A Typical Customer Brief
Develop a small, elegant, extremely robust, inexpensive, easily supportable and fully automated solution.
Avoid the initial purchase price, annual software maintenance fee, unexpected/unwanted vendor changes
and retain total control of the software.
Also, when external problems occur, the solution must "self-right" after short/medium term
interruptions and provide automated notifications of long term interruptions.
Constraints:
- CapEx budget: $0 (really! Now that's a constraint!)
- OpEx budget: tiny
Yes, it is possible!
Some Recent Customer Solutions
-
A suite of shell scripts to backup a SAP ERP system located in the primary DC with no local backup
facility to a remote DR DC - over a modest network link.
This is fully automated and sends notification emails in the event of a problem. (Linux/MaxDB).
For this customer, CPU cycles are cheap and network bandwidth is expensive, so trade more of
the former for less of the latter. Other objectives are to get the backups off site ASAP and to cope with
network interruptions by transferring many smaller files rather than one huge file.
-
splitcompress: Asynchronously splits and
compresses "large" (~130GiB, so fairly small by SAP standards) full and incremental SAP ERP DB
backup files into compressed chunks - N chunks at a time - using as many available processors
as desired. Checksums are calculated at every stage.
-
offsite_dirs: Copies the compressed files and checksums generated when they are complete.
-
offsite_files: Copies all the other files that are required to restore
a SAP ERP system (including DB transaction logs) off site shortly after they are complete.
-
verifycksum: Verifies all the files have arrived at the DR site intact. All the compressed
chunks are uncompressed and concatenated, and that result is checksummed
and compared with the original checksum from the primary site.
-
EDI bureau interface: A shell script that polls the EDI bureau at specified times to up/download business
documents. Due to the bureau's systems being quite slow, the script forks N "threads" (sub-shells) that
simultaneously up/download - thus realizing the required throughput.

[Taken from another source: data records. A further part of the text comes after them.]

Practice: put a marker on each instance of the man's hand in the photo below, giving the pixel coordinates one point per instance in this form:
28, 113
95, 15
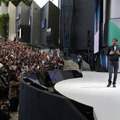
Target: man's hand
111, 52
118, 52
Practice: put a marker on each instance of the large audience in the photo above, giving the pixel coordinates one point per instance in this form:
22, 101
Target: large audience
18, 58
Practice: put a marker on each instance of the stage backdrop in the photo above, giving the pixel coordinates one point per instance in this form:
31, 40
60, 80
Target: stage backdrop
83, 21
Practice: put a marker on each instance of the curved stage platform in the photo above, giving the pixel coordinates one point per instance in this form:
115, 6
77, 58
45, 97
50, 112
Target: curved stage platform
91, 90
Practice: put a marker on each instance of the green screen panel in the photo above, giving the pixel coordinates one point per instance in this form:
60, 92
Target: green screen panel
114, 32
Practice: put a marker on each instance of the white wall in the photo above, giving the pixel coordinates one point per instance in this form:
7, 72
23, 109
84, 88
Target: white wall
12, 21
4, 9
115, 9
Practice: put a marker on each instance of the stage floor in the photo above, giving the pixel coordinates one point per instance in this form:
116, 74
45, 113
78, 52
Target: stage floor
91, 90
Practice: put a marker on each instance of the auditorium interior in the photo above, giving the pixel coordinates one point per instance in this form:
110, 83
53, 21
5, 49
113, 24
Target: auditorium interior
57, 58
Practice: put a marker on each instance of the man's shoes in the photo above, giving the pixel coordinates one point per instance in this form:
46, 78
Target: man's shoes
108, 85
114, 85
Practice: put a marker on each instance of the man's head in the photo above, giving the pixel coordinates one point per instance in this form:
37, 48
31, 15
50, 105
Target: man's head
115, 41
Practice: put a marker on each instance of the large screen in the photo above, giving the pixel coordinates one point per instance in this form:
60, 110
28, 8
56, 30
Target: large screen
97, 26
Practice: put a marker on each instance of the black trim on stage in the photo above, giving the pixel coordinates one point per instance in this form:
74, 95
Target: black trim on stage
38, 103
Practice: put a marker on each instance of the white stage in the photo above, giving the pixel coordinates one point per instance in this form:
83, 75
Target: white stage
91, 90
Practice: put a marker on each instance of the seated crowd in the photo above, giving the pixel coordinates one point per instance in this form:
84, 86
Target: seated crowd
17, 59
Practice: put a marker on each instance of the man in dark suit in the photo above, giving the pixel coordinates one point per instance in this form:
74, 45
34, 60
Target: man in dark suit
113, 53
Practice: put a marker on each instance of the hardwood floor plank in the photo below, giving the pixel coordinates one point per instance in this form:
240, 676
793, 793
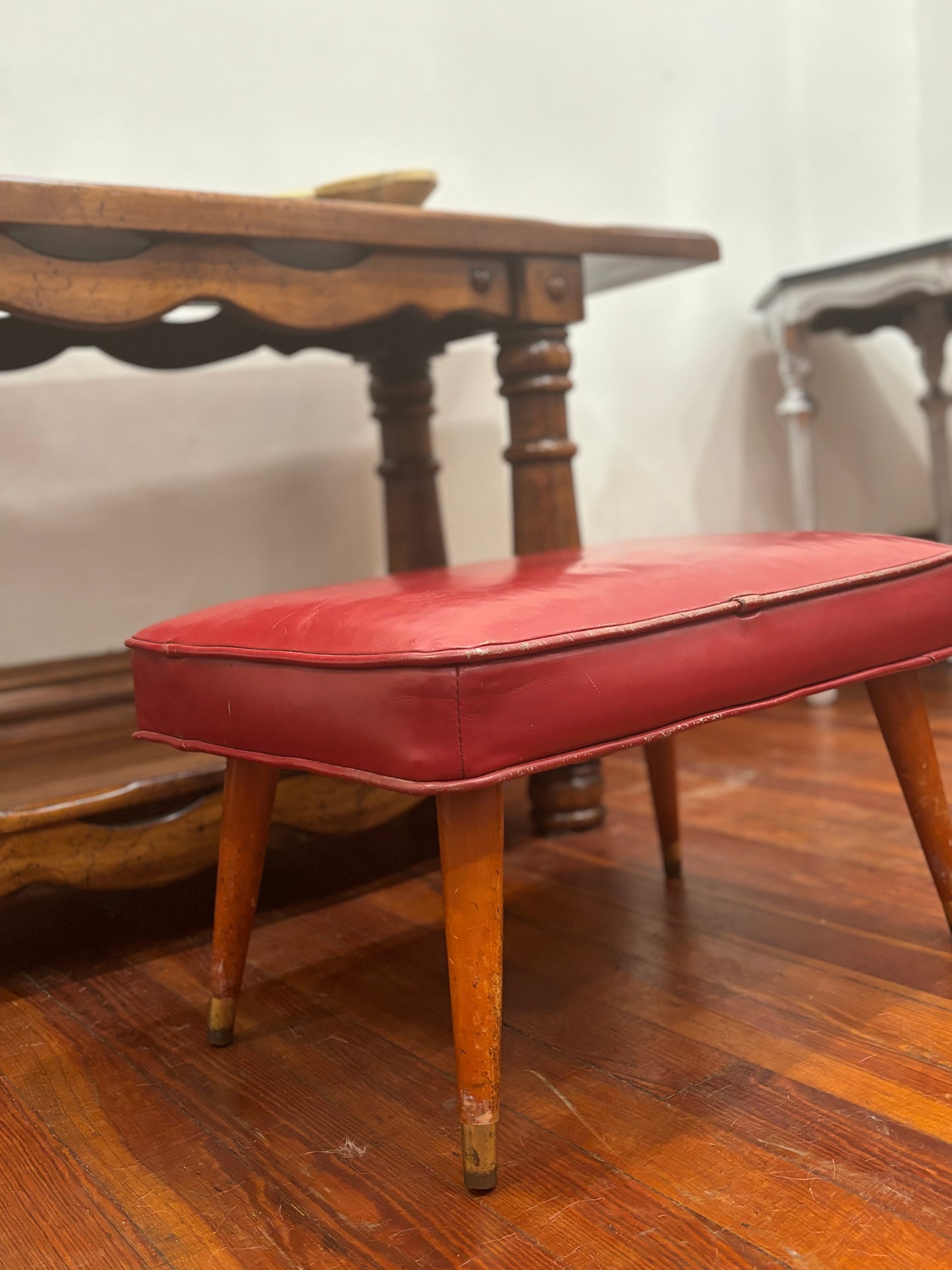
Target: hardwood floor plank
748, 1070
56, 1216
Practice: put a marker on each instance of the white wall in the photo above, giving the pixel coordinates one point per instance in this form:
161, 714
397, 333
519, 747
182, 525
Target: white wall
791, 129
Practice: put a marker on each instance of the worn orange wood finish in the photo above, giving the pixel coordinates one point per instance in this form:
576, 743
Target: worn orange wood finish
246, 812
745, 1070
900, 710
471, 861
663, 775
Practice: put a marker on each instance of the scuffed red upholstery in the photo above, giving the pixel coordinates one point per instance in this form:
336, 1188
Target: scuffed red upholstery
428, 679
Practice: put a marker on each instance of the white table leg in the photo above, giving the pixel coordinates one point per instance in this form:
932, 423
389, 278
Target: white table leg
797, 411
928, 327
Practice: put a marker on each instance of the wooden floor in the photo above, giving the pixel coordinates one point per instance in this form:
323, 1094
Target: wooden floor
749, 1068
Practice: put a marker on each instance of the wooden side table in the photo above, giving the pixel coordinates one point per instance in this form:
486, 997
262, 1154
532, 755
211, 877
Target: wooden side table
910, 290
390, 286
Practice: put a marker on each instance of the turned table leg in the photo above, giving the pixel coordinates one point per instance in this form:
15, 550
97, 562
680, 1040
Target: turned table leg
534, 366
403, 403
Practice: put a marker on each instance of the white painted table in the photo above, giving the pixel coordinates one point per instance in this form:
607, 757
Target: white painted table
910, 290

Rogue suppliers occasionally generating up to hundreds of duplicate orders was a major problem for the
business, so the script also detects and quarantines duplicate orders so they never reach the ERP system.
-
Third party logistics (3PL) interface: A shell script to up/download business documents of various types
(e.g., iDoc, XML and CSV). Depending on the document type, various actions are required, such as:
line termination change, creation of a file containing a list of files (for ERP to read and process), trigger a
SAP event, send emails, etc.
-
A suite of shell scripts to keep Oracle DR DBs (for SAP ERP systems) in warm standby: As above, one of
the design constraints was that the network link is fairly modest, so a very high level of compression was
required. Another benefit is weeks or even months of compressed Oracle offline redo logs can be stored
off site at the DR/test DC. This is very handy for recovering test and sandbox systems.
(Linux/Oracle)
Oracle's Data Guard was not used because:
(1) DG was too new when we started,
(2) we have control! - e.g., choice of compression utility, the priority to run it, etc.,
(3) DG only replicates Oracle, there are other files that must be replicated too,
(4) No Oracle changes are required on either the primary or standby DB and
(5) these scripts are extremely robust and reliable.
Notes:
- PKI is used for authentication and encryption.
- Passphrases for automated secure communication use ssh-agent.
- Most of the shell scripts are initiated by cron or SAP batch jobs.
- Extensive use of utilities such as: rsync, lzip, xz, awk, sed, cksum utilities (cksum, sha256sum, etc.) and
findfiles (developed by YOSJ Staff), of course!
- "Obvious" solutions such as SAN replication were eliminated due to the additional initial and ongoing costs -
i.e., the SAN software and the requirement of a much higher bandwidth network link between the DCs.
- CapEx can inexplicably be an order of magnitude more difficult to obtain than OpEx - even if it's the better option!